Freitag, 10. Dezember 2010

Der Grabensprung

Nobilis:
Warum springest du nicht wie die anderen über den Graben? Siehe doch es ist ganz einfach, es bedarf nur dem Mut sich aufzurichten.

Iustus:
Ich könnte springen wie die anderen. Ich könnte es erlernen, ja doch gewiss.
Aber eine innere Stimme sagt mir, dass dies nicht der Weg ist, welchen ich gehen soll.

Erlernen kann man vieles,
Nachmachen kann man alles,
dies ist lediglich eine Frage der Geduld, des Willens und vielleicht der Lehrer.
Dennoch, ich glaube dies ist nicht mein Weg.

Mein Weg ist ein anderer, auch wenn ich noch nicht zu wissen vermag, wie er aussieht.
Ich werde noch einige Zeit hier verbleiben und andere über den Graben springen sehen.
Werde vielleicht frieren, werde vielleicht hungern.

Ich kann leider nicht einfach mit dir ziehen und blind umherirren ohne zu wissen was ich tue.
Es zerreißt mir mein Herz, Geliebte. Aber ich muss mir selbst treu sein und meinen persönlichen Weg finden.
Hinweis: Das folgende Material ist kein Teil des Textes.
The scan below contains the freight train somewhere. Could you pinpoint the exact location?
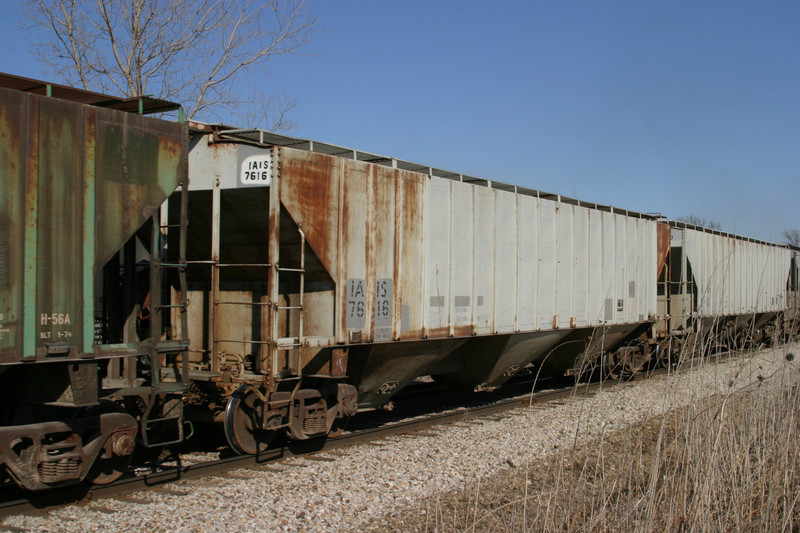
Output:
[0,75,800,491]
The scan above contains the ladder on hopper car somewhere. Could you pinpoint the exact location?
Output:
[203,208,306,382]
[269,226,306,381]
[141,185,189,447]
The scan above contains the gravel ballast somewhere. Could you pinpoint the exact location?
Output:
[0,344,800,532]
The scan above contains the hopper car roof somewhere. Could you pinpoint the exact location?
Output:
[0,72,181,115]
[190,122,664,220]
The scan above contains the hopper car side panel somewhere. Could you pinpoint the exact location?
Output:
[0,79,186,490]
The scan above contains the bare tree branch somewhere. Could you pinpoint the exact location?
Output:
[783,228,800,247]
[24,0,316,129]
[677,215,722,230]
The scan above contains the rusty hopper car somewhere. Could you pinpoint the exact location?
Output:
[187,124,668,453]
[656,222,798,358]
[0,74,186,490]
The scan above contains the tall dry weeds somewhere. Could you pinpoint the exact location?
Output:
[416,338,800,532]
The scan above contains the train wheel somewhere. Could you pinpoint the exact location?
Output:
[225,385,276,455]
[328,416,350,439]
[84,402,136,485]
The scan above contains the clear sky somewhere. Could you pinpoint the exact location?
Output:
[0,0,800,241]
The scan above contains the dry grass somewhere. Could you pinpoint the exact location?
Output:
[382,342,800,532]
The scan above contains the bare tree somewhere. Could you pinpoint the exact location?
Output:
[678,215,722,230]
[783,228,800,247]
[23,0,316,129]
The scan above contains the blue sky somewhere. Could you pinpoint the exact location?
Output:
[0,0,800,241]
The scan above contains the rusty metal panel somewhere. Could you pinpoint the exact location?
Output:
[372,165,396,342]
[34,98,85,355]
[394,170,428,339]
[0,89,185,362]
[338,160,373,342]
[280,148,342,279]
[93,109,187,268]
[0,89,27,363]
[493,190,519,333]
Denn ich wüsste, dass ich irgendwann stürzen könnte und dann wäre ich verloren.
Ohne zu wissen wer ich bin, ohne zu wissen mich aufrichten zu können, würde ich mich in meiner Verzweiflung vorfinden.
Klar du könntest mich aufrappeln und mich weiterziehen. .
Aber das möchte ich nicht. Dafür bist du mir zu kostbar, um dir zur Last zu fallen und dich so zu schwächen.
Auch ob ich mit Glück erfüllt wäre, ist fraglich.
Deshalb muss ich auf meine innere Stimme horchen und lernen sie zu verstehen bevor ich handle.
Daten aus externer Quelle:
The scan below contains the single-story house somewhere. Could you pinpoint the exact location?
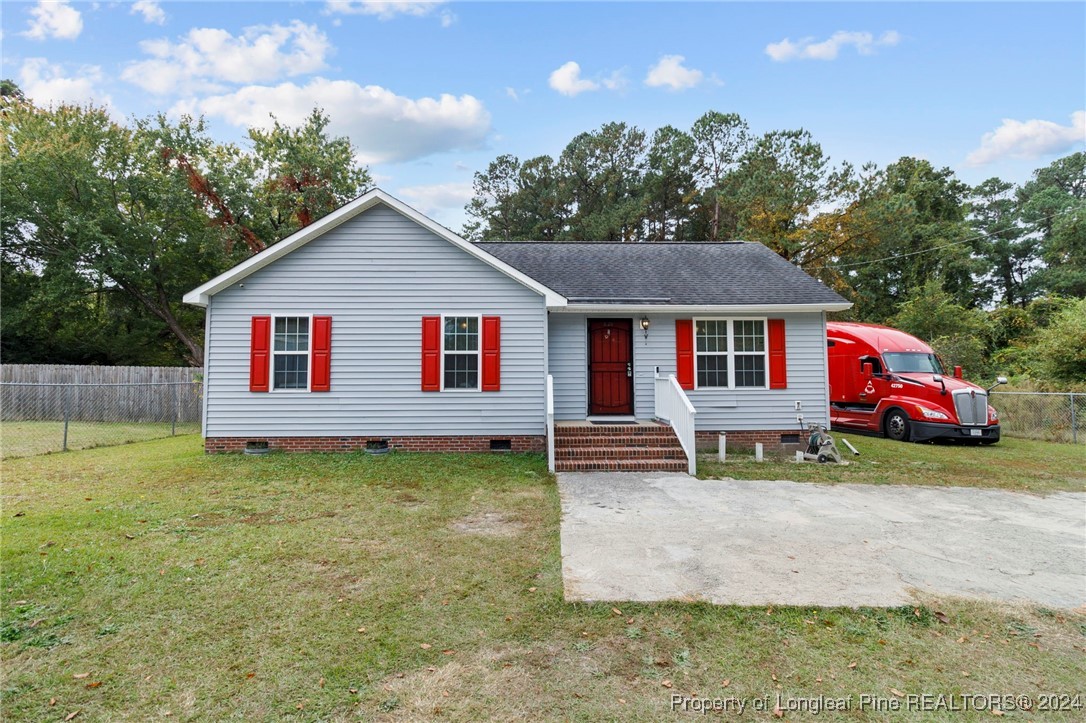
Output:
[185,190,849,470]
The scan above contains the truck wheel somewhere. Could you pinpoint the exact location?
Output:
[883,409,909,442]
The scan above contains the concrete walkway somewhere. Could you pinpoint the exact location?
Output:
[558,472,1086,608]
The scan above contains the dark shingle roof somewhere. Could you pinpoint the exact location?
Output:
[478,242,847,305]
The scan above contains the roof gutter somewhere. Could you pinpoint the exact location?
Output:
[547,302,853,314]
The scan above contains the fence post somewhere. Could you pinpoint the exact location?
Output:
[61,386,72,452]
[1071,392,1078,444]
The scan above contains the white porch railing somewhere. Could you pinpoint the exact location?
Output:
[546,375,554,472]
[656,375,697,474]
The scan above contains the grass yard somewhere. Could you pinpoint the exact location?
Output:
[0,436,1086,721]
[0,420,200,459]
[697,432,1086,494]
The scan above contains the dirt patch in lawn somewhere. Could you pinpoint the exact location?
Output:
[453,505,525,537]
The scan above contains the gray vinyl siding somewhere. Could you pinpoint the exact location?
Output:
[204,206,546,436]
[550,312,829,431]
[547,314,589,420]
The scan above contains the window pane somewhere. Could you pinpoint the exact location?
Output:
[697,354,728,386]
[445,316,479,352]
[274,316,310,352]
[695,319,728,352]
[273,354,308,389]
[445,354,479,389]
[734,320,766,349]
[735,354,766,386]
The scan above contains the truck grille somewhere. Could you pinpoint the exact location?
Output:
[954,389,988,427]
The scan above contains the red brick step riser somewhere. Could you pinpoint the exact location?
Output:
[554,447,686,459]
[555,459,686,472]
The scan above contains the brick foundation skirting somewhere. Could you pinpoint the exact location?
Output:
[204,434,546,454]
[694,429,807,452]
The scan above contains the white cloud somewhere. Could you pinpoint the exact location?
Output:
[121,21,331,94]
[325,0,456,22]
[128,0,166,25]
[965,111,1086,166]
[18,58,113,107]
[766,30,901,63]
[396,181,475,216]
[22,0,83,40]
[548,61,599,98]
[172,78,490,163]
[645,55,705,90]
[599,71,630,90]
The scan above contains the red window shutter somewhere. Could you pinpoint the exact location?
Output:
[422,316,441,392]
[675,319,694,389]
[768,319,788,389]
[249,316,272,392]
[482,316,502,392]
[310,316,332,392]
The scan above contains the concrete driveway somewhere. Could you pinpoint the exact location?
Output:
[558,472,1086,608]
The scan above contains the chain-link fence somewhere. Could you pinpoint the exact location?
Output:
[0,382,201,459]
[990,391,1086,443]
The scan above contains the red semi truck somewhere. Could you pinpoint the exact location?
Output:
[826,321,1007,444]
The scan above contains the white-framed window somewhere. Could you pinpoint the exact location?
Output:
[272,316,313,392]
[441,314,482,392]
[694,319,769,389]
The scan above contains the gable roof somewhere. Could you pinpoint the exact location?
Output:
[476,241,851,310]
[182,188,566,306]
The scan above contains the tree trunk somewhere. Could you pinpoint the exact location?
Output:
[116,279,204,367]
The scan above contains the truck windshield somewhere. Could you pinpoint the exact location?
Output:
[883,352,945,375]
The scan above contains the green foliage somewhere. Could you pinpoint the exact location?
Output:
[1036,299,1086,382]
[0,98,369,365]
[887,280,990,379]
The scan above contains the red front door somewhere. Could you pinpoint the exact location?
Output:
[589,319,633,415]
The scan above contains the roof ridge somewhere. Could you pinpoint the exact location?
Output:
[480,239,751,248]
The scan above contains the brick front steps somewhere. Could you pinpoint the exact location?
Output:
[554,422,687,472]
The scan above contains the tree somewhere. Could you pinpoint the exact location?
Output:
[249,109,372,240]
[888,279,988,378]
[644,126,697,241]
[972,178,1037,306]
[558,123,645,241]
[1018,152,1086,297]
[838,157,978,321]
[465,154,521,241]
[1036,299,1086,383]
[0,104,237,365]
[0,78,26,100]
[0,98,368,365]
[690,111,750,241]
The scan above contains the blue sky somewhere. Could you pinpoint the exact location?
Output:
[0,0,1086,228]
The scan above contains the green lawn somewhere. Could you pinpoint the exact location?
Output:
[697,432,1086,493]
[0,421,200,459]
[0,436,1086,721]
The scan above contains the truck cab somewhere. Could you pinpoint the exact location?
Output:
[826,321,1007,444]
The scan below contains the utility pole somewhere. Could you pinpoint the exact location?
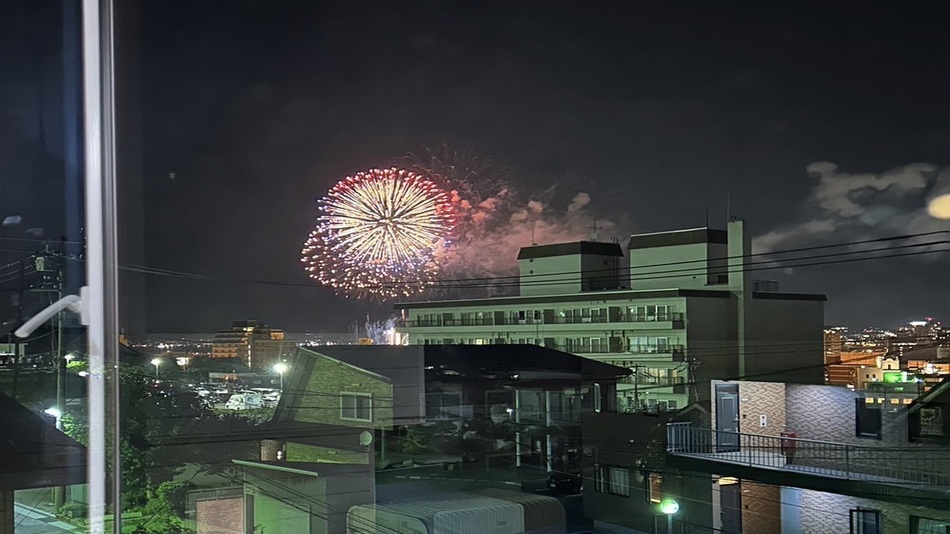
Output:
[10,260,26,400]
[53,257,66,513]
[633,363,640,413]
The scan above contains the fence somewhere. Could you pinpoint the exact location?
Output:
[666,423,950,486]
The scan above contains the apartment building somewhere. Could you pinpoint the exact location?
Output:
[211,321,296,369]
[667,379,950,534]
[395,220,826,411]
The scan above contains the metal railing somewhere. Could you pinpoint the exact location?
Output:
[397,312,683,328]
[666,423,950,486]
[545,344,684,354]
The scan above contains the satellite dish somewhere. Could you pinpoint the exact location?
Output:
[360,430,373,447]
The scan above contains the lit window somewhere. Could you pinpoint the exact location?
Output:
[594,465,630,497]
[854,399,881,439]
[340,393,373,421]
[647,473,663,503]
[910,515,950,534]
[849,508,884,534]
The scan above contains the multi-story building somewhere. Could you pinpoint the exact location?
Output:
[667,379,950,534]
[396,220,825,411]
[825,329,844,365]
[211,321,296,369]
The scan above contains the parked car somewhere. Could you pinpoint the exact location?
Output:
[224,393,264,410]
[252,388,280,406]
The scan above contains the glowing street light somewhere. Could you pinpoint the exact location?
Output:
[274,362,290,392]
[660,499,680,534]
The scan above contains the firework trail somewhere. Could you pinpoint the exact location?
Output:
[301,167,457,299]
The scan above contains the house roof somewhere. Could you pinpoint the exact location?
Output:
[317,345,631,380]
[907,376,950,413]
[0,393,86,490]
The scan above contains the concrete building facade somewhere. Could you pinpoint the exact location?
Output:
[396,221,825,411]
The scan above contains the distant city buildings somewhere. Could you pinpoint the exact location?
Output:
[824,317,950,395]
[211,321,296,369]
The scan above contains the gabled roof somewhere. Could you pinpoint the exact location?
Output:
[0,393,86,491]
[907,376,950,413]
[315,345,631,380]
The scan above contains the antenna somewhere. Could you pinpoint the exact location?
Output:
[588,219,604,241]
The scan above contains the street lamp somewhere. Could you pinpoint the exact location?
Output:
[43,406,63,430]
[660,499,680,534]
[274,362,290,393]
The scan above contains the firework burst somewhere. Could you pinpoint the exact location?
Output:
[301,168,457,298]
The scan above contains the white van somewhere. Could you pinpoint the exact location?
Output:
[251,388,280,407]
[224,393,264,410]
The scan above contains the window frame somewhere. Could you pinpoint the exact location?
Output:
[854,397,884,439]
[910,514,950,534]
[340,391,373,423]
[594,464,631,497]
[848,507,884,534]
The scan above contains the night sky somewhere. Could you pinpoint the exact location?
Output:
[0,0,950,332]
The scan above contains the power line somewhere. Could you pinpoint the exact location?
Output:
[52,230,950,289]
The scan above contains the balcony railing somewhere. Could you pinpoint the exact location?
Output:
[617,374,686,386]
[398,313,683,328]
[545,344,684,355]
[666,423,950,486]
Es kann gut sein, dass ich letztendlich doch über den Graben springe, jedoch mit einem Unterschied:
Ich springe aus vollster Überzeugung, aus der Vergnügung höchster Lebenslust, aus klar ausformulierter Vernunft und aus gutem Willen mit einem erfüllten Lächeln auf dem Gesicht.
Oder ich werde umkehren und anders ans Ziel kommen.

Es tut mir leid.
Mein Entschluss steht fest.
Ich muss es tun.
Hier trennen sich unsere Wege.

Nobilis: 
Aber nein doch.
Ich werde bei dir bleiben.
Ich habe dir damals versprochen dir treu zu sein und das werde ich auch heute.
Kälte, Sturm und Regen vermögen mir nichts anzuhaben.
Denn ich liebe dich.
Ich liebe dich nicht für das was du bist, sondern für das was ich bin, wenn ich bei dir bin.
Also ist auch dies der Weg meiner inneren Stimme.